Why are gifted individuals not succesful in the workplace?

While working together with exceptionally gifted individuals, I often hear about numerous challenges they encounter when trying to find their ideal positions within the workplace. This challenge is especially hard for gifted women. Despite their capacity for innovation, flexibility, creativity, and exceptional problem-solving skills, they frequently encounter rejection and invisibility for their critical thinking, attempts for leadership positions, and contributions. 

Gifted individuals can bring unique talents, insights, ideas, a broader & deeper picture, new & unconventional solutions, creativity, and a different perspective to the workplace. However, it’s not always smooth sailing for them to succeed. Many gifted individuals face challenges that can hinder their success. Let’s explore why this happens and how we can solve it.

Why it’s hard for gifted people to succeed at work:

  1. Underappreciation of skills: Gifted individuals often find themselves in roles that don’t fully fit their abilities. They may feel unchallenged and underwhelmed, leading to disengagement and further toward passivity and ignorance.
  2. Mismatched expectations: Gifted employees may have high expectations of themselves, their colleagues, their bosses, and the work environment. When these expectations aren’t met, it can lead to frustration and disappointment. They long for deep and fruitful mentoring from bosses or at least cooperation and openness to their ideas when they surpass the bosses’ level.
  3. Isolation: Gifted individuals may struggle to connect with colleagues who don’t share their intensity or interests. They also struggle to understand social interactions and often feel like a total mismatch in the workplace.

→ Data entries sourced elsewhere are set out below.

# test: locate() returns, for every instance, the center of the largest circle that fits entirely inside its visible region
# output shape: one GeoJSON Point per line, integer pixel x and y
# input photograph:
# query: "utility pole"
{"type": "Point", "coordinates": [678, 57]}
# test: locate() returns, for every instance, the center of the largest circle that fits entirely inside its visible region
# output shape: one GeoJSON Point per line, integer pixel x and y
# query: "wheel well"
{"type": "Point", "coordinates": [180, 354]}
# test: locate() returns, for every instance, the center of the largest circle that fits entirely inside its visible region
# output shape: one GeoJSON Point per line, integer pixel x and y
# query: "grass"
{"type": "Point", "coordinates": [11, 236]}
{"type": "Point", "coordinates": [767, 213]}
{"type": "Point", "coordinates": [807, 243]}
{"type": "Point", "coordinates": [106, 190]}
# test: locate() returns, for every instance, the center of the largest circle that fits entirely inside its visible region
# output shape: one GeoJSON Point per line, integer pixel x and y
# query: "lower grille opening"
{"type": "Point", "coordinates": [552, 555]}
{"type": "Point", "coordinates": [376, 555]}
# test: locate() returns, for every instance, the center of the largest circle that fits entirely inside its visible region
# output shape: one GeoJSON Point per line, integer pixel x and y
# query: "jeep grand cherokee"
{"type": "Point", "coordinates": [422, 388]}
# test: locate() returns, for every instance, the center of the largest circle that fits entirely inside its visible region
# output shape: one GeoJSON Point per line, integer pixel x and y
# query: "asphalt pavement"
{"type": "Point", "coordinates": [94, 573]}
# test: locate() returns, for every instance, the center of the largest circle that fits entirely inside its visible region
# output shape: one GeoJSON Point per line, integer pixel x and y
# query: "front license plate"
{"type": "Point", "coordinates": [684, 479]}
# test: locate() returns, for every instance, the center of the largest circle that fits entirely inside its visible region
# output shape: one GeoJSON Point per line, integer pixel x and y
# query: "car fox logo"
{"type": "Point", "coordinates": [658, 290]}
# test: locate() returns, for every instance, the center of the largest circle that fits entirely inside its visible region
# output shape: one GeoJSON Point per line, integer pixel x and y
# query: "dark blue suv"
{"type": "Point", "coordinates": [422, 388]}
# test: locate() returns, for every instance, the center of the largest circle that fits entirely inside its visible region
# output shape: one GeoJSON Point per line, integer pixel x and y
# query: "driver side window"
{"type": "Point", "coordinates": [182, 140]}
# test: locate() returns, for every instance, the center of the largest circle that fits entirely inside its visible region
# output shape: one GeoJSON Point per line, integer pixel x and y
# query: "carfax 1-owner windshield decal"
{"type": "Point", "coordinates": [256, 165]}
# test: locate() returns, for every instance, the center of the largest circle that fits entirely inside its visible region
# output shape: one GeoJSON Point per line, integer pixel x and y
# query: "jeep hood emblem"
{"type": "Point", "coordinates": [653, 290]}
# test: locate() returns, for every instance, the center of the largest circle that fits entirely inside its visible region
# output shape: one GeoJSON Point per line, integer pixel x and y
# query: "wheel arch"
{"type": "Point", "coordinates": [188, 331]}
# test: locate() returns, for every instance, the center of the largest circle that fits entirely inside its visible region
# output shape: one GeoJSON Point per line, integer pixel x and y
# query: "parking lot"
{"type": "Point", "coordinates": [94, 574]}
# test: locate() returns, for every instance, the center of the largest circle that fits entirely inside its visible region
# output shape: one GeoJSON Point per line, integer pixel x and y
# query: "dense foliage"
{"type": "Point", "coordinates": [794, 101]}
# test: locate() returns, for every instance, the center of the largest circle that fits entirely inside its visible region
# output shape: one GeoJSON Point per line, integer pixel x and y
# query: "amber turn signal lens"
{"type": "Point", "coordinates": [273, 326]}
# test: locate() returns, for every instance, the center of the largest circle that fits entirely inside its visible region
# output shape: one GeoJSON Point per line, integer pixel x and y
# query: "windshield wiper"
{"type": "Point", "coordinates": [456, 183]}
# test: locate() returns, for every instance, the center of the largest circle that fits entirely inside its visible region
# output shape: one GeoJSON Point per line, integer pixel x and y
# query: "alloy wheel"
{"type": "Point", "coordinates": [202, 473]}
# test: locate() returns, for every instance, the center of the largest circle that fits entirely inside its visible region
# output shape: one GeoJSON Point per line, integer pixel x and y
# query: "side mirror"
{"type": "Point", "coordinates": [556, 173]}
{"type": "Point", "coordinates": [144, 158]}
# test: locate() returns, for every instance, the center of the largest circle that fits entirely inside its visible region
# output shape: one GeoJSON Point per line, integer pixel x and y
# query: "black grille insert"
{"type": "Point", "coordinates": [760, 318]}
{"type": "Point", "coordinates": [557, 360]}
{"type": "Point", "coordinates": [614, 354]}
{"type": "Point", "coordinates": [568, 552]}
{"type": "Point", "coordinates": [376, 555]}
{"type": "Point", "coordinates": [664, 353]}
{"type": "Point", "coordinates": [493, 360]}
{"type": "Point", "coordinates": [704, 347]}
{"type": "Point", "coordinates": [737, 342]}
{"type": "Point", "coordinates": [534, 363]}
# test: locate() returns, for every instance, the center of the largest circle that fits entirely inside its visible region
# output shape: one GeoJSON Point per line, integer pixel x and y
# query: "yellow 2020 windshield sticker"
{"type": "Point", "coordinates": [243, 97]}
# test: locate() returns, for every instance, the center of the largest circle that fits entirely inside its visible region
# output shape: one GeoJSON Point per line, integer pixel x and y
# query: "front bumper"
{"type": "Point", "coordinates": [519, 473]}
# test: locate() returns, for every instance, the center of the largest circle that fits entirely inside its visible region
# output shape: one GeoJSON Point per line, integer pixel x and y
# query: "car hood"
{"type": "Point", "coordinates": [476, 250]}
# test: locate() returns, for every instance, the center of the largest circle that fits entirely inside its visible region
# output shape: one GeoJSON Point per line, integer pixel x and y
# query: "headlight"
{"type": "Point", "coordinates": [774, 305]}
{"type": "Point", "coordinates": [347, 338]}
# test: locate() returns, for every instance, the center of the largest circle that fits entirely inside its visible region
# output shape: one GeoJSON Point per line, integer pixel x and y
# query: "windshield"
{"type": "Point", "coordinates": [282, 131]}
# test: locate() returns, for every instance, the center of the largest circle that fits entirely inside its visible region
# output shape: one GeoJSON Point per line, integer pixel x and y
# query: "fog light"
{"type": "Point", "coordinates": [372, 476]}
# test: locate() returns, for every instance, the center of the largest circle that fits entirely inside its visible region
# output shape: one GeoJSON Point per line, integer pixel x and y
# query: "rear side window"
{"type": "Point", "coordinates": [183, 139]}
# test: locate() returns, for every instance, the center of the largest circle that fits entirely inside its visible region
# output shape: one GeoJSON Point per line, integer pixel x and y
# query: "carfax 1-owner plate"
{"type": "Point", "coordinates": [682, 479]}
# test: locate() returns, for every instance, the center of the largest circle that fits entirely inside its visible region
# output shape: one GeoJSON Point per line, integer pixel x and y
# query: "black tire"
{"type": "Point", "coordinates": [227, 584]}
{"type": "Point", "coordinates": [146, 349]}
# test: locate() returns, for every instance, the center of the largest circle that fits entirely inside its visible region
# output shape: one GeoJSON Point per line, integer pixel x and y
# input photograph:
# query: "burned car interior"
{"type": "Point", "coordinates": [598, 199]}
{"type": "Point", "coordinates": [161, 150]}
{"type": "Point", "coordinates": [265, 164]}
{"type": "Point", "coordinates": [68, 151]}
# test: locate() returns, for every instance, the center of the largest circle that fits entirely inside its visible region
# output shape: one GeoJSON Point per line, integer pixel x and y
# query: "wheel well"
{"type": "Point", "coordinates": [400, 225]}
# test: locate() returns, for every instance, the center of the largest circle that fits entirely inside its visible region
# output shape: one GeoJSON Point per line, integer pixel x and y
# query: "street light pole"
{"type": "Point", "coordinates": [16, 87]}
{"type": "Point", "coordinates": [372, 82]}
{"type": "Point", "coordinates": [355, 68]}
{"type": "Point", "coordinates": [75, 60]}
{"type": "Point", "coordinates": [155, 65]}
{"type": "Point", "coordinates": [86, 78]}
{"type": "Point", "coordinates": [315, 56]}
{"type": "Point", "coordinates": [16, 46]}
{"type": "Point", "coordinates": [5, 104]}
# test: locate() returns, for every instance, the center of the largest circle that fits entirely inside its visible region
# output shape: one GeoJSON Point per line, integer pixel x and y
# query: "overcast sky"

This isolation can affect teamwork and collaboration.
  4. Impostor syndrome: Paradoxically, many gifted individuals suffer from imposter syndrome. They doubt their abilities, fearing they will be exposed as frauds. They contribute their success to pure luck. Gifted women are hiding their giftedness to stay small and insignificant. Their fear of being exposed is deeply rooted in childhood.

How to solve these challenges

  1. Recognize and utilize giftedness: Employers should identify the unique strengths of gifted employees and create roles that allow them to utilize these capabilities by encouraging innovation and providing growth opportunities.
  2. Recognize the needs of gifted: It is essential for gifted individuals to be able to recognize their gifted needs that come either from their curiosity and drive (working with gifted peers, appropriate mentoring, opportunities for growth, material…) or their sensitivity (working alone, no noise working place…) and for the employers to help align personal goals and needs with workplace realities.
  3. Address impostor syndrome: Encourage gifted individuals to seek professional development and mentorship to build confidence in their abilities. Provide constructive feedback and recognition for their contributions.
  4. Flexibility: Allow for flexibility in work arrangements, including remote work or flexible hours, to accommodate the unique needs and preferences of gifted employees.
  5. Continuous learning: Support a culture of continuous learning and growth. Gifted individuals thrive when they have opportunities to expand their knowledge and skills.
  6. Mental health support: Recognize that the intensity experienced by some gifted individuals can lead to burnout and stress. Offer access to mental health resources and encourage self-care.

On many occasions, I am also invited to companies (having completed my MBA and held leadership positions throughout my career) with the strategic goal of identifying gifted employees and assisting them in recognizing their talents and special needs. So important for the future of the companies! All companies have made the proactive choice to advance and promote these gifted individuals and provide for their specific needs while empowering them to contribute to the company. 

The success of gifted individuals in the workplace requires a collaborative effort from BOTH employers and employees. By recognizing their unique abilities, creating a supportive environment, and addressing challenges head-on, we, the employers, can help gifted individuals reach their full potential and make valuable contributions to their organizations.